I saw her leaning on his full chest, her arms encircling his neck, her little mouth united to his, her soft eyes fixed on his, and he was gazing into hers with the same fondness—only more animal passion added to it. Tears fell like pearly dew from her eyes, and I saw him pause, as he spoke, and wipe them away with his small hand. I listened to hear their voices speak again, unable to explain to myself this singular scene.
“Is not love the same? Can an empty ceremony—said over two lovers—render more binding the greatest, best, and noblest sentiment of our nature. Say, Blanche!—my beautiful one, my ocean pearl!—could the words of the matrimonial service make me more constant,—make me love you more than I now do? You, my heart’s worship, my idol! shall I not give you my whole soul; and what more can I do? If an unhallowed, a conventional form into which I was persuaded—forced; if that wretched link of earth binds me, in earthly form, to another,—what matters it? Consider, love, it is the same, so long as we are constant to our attachment: that constitutes the perfidy. Oh! listen not to the world’s prudence—to the cold calculations of a prudish moral. Let feeling usurp its place, and that I know will triumph—will plead my cause. Come with me this night—now; beneath the light of yonder bright silver. We will seek some other land, or a distant part of this country, where your fault—if that can be called fault which consumates my bliss—will be unknown, unheard of; and we will live in blest harmony and love. Come, dearest; come?”
“No, no!” and her voice was choked by tears. “My love is all wrong: it is unhallowed. You are a married man. If I fly with you, disgrace follows me: you have a wife in England: you must forget me, and I, you. Even were you free, would you marry me? Consider your rank, and I an actress.”
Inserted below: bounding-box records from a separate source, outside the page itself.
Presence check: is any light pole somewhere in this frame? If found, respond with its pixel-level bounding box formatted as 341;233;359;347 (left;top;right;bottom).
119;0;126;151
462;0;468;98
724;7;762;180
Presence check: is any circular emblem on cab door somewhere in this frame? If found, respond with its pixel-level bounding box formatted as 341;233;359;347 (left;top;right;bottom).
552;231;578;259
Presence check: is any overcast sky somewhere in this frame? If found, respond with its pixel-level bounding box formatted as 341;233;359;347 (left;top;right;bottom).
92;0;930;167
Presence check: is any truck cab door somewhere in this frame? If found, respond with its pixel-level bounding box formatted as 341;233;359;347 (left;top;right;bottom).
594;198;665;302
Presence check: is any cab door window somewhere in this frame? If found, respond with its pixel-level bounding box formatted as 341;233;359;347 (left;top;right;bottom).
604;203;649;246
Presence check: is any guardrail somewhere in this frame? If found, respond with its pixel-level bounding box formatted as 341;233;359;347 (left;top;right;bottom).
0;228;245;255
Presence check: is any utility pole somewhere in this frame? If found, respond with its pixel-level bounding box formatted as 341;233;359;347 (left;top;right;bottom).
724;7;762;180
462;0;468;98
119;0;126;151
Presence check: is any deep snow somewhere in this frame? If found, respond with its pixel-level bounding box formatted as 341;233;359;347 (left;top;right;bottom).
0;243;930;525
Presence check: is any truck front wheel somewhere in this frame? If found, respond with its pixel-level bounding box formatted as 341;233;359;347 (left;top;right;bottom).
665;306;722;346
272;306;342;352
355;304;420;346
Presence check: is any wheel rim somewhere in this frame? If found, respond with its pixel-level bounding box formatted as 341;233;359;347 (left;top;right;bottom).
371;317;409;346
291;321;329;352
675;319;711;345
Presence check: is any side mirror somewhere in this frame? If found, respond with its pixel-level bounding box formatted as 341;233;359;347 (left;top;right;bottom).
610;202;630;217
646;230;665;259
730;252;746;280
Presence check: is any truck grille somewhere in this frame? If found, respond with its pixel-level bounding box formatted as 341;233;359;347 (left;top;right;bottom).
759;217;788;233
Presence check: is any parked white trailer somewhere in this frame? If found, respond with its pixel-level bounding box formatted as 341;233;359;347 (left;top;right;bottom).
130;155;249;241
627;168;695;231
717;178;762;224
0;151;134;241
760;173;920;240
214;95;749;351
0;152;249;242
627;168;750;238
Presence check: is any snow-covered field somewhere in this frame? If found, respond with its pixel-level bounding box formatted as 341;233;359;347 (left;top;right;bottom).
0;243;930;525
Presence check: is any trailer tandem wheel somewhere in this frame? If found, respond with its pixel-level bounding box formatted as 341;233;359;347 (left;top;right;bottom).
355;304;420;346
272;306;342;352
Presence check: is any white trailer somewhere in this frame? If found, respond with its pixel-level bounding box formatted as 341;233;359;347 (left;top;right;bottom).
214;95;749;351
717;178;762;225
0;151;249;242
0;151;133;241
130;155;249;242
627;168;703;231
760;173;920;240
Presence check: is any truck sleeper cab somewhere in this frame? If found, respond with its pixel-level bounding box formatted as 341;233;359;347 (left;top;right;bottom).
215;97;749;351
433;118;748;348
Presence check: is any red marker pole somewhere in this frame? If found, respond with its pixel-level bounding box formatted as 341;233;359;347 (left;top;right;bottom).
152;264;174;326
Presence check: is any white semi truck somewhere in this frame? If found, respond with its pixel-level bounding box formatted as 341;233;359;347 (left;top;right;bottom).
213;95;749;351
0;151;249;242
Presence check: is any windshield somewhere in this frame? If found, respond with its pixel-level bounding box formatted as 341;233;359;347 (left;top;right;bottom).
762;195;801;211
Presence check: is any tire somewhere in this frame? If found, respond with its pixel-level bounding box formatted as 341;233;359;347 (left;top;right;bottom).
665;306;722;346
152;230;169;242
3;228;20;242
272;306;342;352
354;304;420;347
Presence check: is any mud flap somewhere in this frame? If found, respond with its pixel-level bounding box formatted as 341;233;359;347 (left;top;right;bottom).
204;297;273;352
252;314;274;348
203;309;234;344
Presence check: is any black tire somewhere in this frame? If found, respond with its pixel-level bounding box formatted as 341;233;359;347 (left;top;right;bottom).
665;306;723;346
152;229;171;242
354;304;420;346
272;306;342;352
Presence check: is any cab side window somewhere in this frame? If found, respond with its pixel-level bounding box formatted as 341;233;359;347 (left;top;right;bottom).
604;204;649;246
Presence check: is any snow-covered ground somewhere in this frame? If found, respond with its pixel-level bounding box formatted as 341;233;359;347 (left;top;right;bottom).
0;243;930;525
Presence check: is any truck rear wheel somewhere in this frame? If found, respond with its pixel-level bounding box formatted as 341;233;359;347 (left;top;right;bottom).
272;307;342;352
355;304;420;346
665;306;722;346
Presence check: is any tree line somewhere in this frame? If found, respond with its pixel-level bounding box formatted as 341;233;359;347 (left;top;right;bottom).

“Blanche, you mean not what you say, when you tell me to forget you. Do you really wish me to return to England to my dull wife—ten years my senior—and the stupidity of home—a home like that? Do you really wish it? If so,—farewell.”
He made a movement to turn away; but she clung still closer to his bosom, and buried her head there.
“Cruel! oh, cruel! I do not want you to go.”
“Consent, then, to go with me. Come now, this moment? I will get a carriage, and morning light shall find us far away. Decide, Blanche, between my loss and my happiness. No answer? Blanche, are you dreaming, love?”
“No; I was thinking of Genevra, my faithful friend. What will she think of my conduct! How mysterious it will seem to her: how ungrateful! but I love her,—oh, so dearly! She is the only woman who ever loved me, and I return her feelings with usury, too. Let me at least run up to her room, and, as she sleeps, kiss her farewell. I feel, for the last time, and here,—while the moon shines so bright above—while I consent to forfeit, for your sake, my good name, inviolate till this moment,—here let me gaze upon those starry spheres, and call down upon her young head their resplendent blessings. Oh, Heavenly Spirit! preserve her as she now is—beautiful and pure as the lily of the valley. Preserve her from that error of the heart which I now commit, which leads me to sin—knowing that sin. Grant that, in some future state, our souls may meet—may hold communion with each other, and be conscious of affinity. Holy influences of heaven! spirit of night and air! grant my prayer.”
I saw her sink upon her knees, clasp her hands on her white neck, and fix her eyes on the starry firmament. Thus she remained a moment, in a breathless ecstacy of thought, when Lord Glenfells gently raised her, and once more folded her to his bosom.
“Why this tumult of passion, dearest? What agitates you so?”